NOTE:
This article is currently unfinished.
It's tempting to imagine that, for a period of time from the start of biological evolution, selfish greed was absent. A period in which organisms went about their business, searching for resources, such as food, those happening to more often and more quickly come upon resources, and/or having some genetic advantage in that, better surviving.
DARWINISM
An organism's genetic make-up guides its morphological, thus functional, development as well as its behavioural dispositions. A process that, within its constraint, can be modulated by environmental influences even at the level of gene expression (epigenetics). The organism does not get to choose its genetic make-up as it is established at the moment of conception. Furthermore, it is unalterable and effectively unique to it and its genetically-identical sibling(s), if any.
Because of this uniqueness, a variability exists across organisms in terms of range of abilities, and the limits of those abilities (potentials), thus fitness to survive and succeed in any particular environment. If an organism survives to reproductive age and reproduces, its progeny will thereby have inherited its 'fitter' genes, thus the survival and success advantage they confer.
But absent any urge to be selfishly greedy there was thus an absence of any hostilities between any one organism and any other. Such a world, therefore, is one of competition, of winners and losers, but it's a world of passive competition.
Regardless of the temporal origin of selfish greed, many, many millions of years ago, however, the fact is that it has existed ever since.

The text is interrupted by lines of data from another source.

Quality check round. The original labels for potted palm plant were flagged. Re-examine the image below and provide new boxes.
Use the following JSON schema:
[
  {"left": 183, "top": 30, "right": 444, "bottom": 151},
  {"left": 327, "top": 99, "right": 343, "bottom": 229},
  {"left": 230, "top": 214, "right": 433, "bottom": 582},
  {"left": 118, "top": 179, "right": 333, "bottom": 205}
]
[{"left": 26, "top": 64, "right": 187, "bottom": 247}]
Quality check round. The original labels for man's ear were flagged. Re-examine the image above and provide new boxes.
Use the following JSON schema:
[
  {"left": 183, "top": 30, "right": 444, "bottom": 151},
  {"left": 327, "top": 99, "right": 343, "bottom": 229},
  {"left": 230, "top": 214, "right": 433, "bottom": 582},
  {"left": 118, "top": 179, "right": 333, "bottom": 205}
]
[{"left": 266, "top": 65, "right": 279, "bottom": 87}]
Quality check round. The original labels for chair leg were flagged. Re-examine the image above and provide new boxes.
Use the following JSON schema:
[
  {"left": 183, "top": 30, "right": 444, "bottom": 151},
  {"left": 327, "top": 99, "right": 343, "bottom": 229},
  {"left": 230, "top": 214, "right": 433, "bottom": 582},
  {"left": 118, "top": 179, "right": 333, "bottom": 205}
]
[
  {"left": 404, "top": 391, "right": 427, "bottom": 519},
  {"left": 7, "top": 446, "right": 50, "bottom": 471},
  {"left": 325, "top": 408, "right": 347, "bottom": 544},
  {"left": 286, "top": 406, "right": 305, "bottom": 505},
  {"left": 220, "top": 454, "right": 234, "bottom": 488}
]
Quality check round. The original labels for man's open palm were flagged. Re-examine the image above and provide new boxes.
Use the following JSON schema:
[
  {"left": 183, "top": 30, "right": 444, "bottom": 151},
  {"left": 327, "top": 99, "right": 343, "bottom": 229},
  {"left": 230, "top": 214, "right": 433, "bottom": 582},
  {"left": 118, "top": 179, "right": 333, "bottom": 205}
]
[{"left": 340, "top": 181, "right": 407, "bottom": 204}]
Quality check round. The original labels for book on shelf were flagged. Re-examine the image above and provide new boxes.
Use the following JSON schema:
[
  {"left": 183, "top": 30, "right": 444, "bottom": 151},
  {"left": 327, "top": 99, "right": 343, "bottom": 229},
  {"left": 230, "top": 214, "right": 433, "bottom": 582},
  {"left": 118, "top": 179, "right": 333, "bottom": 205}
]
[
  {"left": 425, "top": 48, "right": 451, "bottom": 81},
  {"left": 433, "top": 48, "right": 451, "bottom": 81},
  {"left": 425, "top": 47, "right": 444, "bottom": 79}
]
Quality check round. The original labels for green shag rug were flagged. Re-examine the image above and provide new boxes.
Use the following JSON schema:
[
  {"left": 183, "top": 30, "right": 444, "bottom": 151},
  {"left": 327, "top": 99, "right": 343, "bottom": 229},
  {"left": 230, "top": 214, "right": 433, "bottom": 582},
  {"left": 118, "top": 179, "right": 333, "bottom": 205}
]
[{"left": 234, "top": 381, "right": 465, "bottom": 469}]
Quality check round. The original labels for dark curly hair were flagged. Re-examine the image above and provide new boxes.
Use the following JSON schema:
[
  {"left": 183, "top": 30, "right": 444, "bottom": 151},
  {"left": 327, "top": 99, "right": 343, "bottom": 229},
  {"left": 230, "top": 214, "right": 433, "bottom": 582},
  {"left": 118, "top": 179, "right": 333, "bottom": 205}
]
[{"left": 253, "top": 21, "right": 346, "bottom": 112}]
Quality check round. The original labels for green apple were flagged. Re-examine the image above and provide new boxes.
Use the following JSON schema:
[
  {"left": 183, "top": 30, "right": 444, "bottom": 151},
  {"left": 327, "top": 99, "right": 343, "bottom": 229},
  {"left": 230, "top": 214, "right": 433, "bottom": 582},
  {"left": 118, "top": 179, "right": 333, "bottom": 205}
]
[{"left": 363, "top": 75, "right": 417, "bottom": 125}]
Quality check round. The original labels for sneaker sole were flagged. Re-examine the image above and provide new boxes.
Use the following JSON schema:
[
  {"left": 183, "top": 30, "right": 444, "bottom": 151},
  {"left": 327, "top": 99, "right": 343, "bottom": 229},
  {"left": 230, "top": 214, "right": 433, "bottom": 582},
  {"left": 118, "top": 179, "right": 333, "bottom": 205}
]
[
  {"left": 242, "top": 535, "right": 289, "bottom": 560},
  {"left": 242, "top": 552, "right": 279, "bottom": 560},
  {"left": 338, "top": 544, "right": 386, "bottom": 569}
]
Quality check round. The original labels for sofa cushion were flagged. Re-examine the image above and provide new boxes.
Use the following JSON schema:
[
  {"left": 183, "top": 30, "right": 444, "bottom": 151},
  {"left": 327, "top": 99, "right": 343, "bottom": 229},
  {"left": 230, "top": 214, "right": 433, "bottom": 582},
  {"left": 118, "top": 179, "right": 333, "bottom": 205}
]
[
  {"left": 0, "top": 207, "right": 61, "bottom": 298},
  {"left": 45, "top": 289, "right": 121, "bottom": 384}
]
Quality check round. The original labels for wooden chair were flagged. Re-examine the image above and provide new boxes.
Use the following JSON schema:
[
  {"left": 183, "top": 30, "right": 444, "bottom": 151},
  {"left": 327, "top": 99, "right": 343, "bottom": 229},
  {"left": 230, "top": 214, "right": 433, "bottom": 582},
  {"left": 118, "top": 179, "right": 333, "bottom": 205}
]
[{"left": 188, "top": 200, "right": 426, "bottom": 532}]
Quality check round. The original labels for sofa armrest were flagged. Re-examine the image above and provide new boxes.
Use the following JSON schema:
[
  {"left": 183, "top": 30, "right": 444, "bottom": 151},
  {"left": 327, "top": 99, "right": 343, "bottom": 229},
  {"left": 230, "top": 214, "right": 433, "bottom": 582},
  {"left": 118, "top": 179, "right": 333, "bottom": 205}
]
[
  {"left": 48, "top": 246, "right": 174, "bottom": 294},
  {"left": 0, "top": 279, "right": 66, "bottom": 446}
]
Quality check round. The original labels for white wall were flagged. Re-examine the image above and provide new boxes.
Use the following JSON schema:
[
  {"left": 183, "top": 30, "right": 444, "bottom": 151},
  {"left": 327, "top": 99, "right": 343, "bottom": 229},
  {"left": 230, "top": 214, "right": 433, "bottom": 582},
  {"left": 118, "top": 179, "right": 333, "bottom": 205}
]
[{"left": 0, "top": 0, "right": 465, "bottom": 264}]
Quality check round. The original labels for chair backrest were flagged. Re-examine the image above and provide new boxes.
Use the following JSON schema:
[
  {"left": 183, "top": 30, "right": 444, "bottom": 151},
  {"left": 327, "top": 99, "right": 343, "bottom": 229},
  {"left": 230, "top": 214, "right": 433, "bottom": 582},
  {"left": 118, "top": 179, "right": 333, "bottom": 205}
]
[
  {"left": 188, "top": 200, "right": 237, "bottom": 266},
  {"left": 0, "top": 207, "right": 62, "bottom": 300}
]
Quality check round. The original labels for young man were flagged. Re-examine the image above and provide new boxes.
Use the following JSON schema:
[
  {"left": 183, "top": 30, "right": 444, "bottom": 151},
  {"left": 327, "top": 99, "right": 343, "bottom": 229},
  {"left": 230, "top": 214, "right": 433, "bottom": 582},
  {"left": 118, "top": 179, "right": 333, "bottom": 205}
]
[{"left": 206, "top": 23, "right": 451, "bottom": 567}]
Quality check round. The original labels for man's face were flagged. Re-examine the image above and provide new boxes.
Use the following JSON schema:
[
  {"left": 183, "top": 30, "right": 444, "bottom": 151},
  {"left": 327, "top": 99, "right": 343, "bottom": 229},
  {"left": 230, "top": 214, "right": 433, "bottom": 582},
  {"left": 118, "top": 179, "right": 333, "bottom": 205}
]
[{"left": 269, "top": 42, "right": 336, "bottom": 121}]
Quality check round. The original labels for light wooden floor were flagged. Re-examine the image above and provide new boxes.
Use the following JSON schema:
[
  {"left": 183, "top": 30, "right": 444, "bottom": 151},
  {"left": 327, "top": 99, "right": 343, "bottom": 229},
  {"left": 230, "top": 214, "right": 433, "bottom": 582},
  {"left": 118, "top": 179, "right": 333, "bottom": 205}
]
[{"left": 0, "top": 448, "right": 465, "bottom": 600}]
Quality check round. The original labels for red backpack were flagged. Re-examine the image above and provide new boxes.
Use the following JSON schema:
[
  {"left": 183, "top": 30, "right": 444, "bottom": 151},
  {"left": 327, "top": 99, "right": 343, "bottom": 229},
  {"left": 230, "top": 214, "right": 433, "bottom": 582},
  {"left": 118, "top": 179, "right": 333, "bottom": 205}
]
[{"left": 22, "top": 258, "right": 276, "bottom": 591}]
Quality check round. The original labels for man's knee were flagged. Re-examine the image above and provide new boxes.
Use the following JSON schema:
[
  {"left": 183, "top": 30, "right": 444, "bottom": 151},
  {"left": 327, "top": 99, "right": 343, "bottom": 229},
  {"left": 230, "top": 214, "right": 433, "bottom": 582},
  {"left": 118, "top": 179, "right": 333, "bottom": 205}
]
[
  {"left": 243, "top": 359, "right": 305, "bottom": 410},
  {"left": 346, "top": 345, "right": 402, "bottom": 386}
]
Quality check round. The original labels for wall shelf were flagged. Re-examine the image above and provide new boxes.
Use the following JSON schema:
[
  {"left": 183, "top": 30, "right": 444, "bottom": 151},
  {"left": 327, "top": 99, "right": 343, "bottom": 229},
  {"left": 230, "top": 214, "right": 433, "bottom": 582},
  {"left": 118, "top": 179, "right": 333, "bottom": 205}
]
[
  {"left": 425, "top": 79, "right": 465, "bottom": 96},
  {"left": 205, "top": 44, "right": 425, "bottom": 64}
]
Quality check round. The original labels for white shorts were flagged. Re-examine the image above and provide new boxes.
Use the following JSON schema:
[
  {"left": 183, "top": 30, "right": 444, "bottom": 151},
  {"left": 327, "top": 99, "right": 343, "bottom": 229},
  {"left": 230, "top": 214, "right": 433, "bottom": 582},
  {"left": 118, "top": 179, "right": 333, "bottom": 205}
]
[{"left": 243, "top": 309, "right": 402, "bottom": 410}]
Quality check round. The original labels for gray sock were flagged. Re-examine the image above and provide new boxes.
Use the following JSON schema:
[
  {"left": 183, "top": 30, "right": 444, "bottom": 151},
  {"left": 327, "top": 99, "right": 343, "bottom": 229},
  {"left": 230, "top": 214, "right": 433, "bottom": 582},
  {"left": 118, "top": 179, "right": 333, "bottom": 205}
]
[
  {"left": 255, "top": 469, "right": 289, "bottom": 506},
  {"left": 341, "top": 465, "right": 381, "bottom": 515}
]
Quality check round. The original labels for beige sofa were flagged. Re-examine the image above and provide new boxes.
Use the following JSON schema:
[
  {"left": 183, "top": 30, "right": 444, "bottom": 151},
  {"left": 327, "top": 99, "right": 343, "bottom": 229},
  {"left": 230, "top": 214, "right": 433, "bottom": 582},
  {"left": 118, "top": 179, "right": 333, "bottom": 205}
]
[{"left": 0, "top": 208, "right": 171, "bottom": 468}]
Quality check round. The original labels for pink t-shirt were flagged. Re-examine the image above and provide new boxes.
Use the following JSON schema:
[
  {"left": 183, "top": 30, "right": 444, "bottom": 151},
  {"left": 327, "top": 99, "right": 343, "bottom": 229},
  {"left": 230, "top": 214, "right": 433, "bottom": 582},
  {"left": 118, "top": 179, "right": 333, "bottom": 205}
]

It swept aside any passivity in competition, replacing it with active competition, the organisms then having the urge to be selfishly greedy, enjoying its tremendous advantage. Now driven to attack each other, the genetically fitter overcome their targets, at worst disabling, at best killing, them, the latter scenario additionally then presenting the victims themselves as possible sources of edible food. All of this this lessening, or extinguishing, victims' ability to find resources thus survive, meaning greater accessibility to more resources for the victors.
In order for selfish greed to play out, an organism must be able to identify itself from others. Perceived similarities and differences between organisms became the basis of in- and out-grouping, in-grouping on the basis of similarity; out-grouping on the basis of difference. Today, in the sphere of humanity, positive feelings towards others perceived similar to oneself, and negative feelings towards others perceived as different to oneself—prejudice—and its behavioural manifestation—discrimination—are all too alive and well.
Humanity has inherited this fundamental, perhaps ultimate, motivator, selfish greed, directing feeling, thought and deed.
Human beings are organisms.
Thankfully, evolution has bestowed upon us the faculties that are great consciousness—great and deep awareness and understanding of the world and universe beyond—thus intelligence, thus freewill, that great consciousness and intelligence allowing us to not only realise that choice itself exists but what choices there are, and the ability to select from them.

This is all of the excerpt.